— Сию, стало быть, куничку доставили нашему охотнику? Готова ли ко исповеди? Как подзову — подойдешь, я тебя, дево, исповедую. И потом причастишься.
А «куничке» вдруг припомнились рассказы о прошлогоднем нашествии Батыя на Смоленск, и показалось непонятным, как сей старый епископ мог сразиться с татарским кметем, одолеть его и убить… Погодите-ка, да ведь он же потом уснул, и поганые отрубили ему голову… Жаль, что за бородищей не видно шеи…
— Так ты, батюшка, значит, живой остался? — не утерпев, спросила Александра. — А молвили, что тебе таратарин главу отсек…
Епископ недоуменно вскинул брови, еще раз перекрестил Брячиславну и сказал:
— Господь с тобой, дево!
И отправился первым в храм, расступая толпу, словно заросли. А отец ласково рассмеялся:
— Ох ты же и смешная у меня, Саночка! Двух Меркуриев перепутала! Тот Меркурий был благородный кметь и по происхождению рымлянин. Се ему главу отсекли, а мощи ныне под спудом в Успенском соборе в Смоленске почивают. А сей Меркурий — епископ. Он же и обручение с венчанием творить будет. Великий иерарх!

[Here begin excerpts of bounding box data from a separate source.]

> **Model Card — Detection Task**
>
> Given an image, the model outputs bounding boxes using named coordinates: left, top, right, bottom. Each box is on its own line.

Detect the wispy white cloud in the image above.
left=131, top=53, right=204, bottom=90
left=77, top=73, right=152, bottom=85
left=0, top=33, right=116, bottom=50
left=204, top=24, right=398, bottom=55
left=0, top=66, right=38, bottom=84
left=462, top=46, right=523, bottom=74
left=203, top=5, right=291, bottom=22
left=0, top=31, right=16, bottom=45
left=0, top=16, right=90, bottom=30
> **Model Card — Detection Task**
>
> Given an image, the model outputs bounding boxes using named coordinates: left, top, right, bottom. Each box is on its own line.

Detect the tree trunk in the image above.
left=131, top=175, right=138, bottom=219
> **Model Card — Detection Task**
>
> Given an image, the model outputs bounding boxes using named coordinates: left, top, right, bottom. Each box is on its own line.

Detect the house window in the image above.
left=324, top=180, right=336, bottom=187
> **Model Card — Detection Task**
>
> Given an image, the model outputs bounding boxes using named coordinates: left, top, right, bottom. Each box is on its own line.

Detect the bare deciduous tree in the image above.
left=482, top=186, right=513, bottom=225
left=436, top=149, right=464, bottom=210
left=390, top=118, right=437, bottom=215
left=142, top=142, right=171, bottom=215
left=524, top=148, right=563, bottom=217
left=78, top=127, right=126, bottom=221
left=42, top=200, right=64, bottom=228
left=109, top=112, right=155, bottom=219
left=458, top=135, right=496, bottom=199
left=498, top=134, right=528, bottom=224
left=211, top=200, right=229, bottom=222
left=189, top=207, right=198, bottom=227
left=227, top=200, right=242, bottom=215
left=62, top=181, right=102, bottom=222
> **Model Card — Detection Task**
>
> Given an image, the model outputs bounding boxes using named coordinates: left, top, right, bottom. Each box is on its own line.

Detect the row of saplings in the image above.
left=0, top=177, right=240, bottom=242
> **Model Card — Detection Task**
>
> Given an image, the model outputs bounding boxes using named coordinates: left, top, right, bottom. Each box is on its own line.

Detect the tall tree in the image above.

В храме разбрелись по обе стороны. Мужчины — вправо, женщины — влево. Александра, Евпраксия и нянька встали подле осыпанного жемчугами образа Пресвятой Богородицы. Вскоре епископу Меркурию поставили тут неподалеку разногу с крестом и Евангелием, и он подозвал к себе княжну на исповедь. Подойдя к нему, она сразу во всем призналась, как утром сегодня пироги ела, как не о Боге думала, а только о женихе своем и будущей жизни, поведала и о тайных желаниях, которые все-то отвлекают ее от молитв и созерцания Божьего величия и милости, и о многом другом, что сидело на сердце, как слезная капля на кончике носа. И чем больше выкладывала о себе, тем, казалось ей, больше и больше остается недосказанного, недораскаянного, недоисповеданного. И некое полузабытье вдруг охватило Александру, и, сама не зная как, она уже очутилась стоящею на коленках и покрытою епископской епитрахилью17 . Меркурьево двоеперстие крестом прошло по ее темени, а голос оповестил, что отпускает ей все грехи. Трепетными губами Александра приложилась ко кресту и книге и, роняя слезу, вернулась в свое окружение. Чтение «Апостола» только что завершилось и начиналась полунощница…
Вдруг в храме возникло оживление, народ зашевелился и заоглядывался, а Евпраксия больно ткнула Александру под бок большим пальцем и почти воскликнула:
— Вон твой!
Тотчас Александра Брячиславовна увидела своего жениха. Он входил в храм следом за великим князем Ярославом в окружении своих братаничей и стрыев18 , но их она не видела, она смотрела только на своего суженого. Он шел и искал ее взглядом, потому что сейчас в первую очередь и ему хотелось видеть только свою суженую. Взор его взволнованно скакал по женской половине храма, покуда не встретился с глазами княжны, и тут их взгляды слились в единое пламя. Александра узнавала и не узнавала своего жениха. Это был он, тот самый, которого она видела в Полоцке, но он был еще лучше, во много раз лучше, он так и светился земной и небесной любовью, и когда княжна встретилась с ним взглядом, она почувствовала, как в животе у нее что-то зашевелилось — все ее будущие ребеночки.
И князь Александр улыбнулся ей и кивнул, прежде чем перевести взгляд на епископа Меркурия, выступившего из алтаря и осенившего весь клир широким крестным знамением. Она же не могла отвести взгляда, не могла не смотреть на Александра и знала, что только ей одной дано видеть, как он светится, будто лучшая свеча из всех, что сияли в празднично озаренном храме Святого Георгия Победоносца.
— Ты так и прилипла к нему очами, Саня! — сердито шепнула ей в самое ухо Евпраксия.
— Тебе-то что за туга, Пракса! — еще сердитее прошипела в ответ Александра. Лицо ее горело, от былой усталости не сохранялось и следа, сердечко колотилось, как у тех птах, которых вчера поутру она выпускала на волю в честь праздника Благовещения на берегу Невель-озера.
Под пение ирмоса19 девятой песни канона в алтарь понесли Плащаницу, и князь Александр нес ее вместе с тремя сыновьями Всеволода Большое Гнездо — своим отцом Ярославом и двумя стрыями, Борисом и Глебом. И Александре казалось, что сейчас произойдет чудо — Христос встанет из Плащаницы и благословит прекрасного Ярославича. И ей до того живо вообразилось сие невероятное, что и впрямь померещилось, будто луч света от Плащаницы на мгновение озарил висок и щеку князя Александра.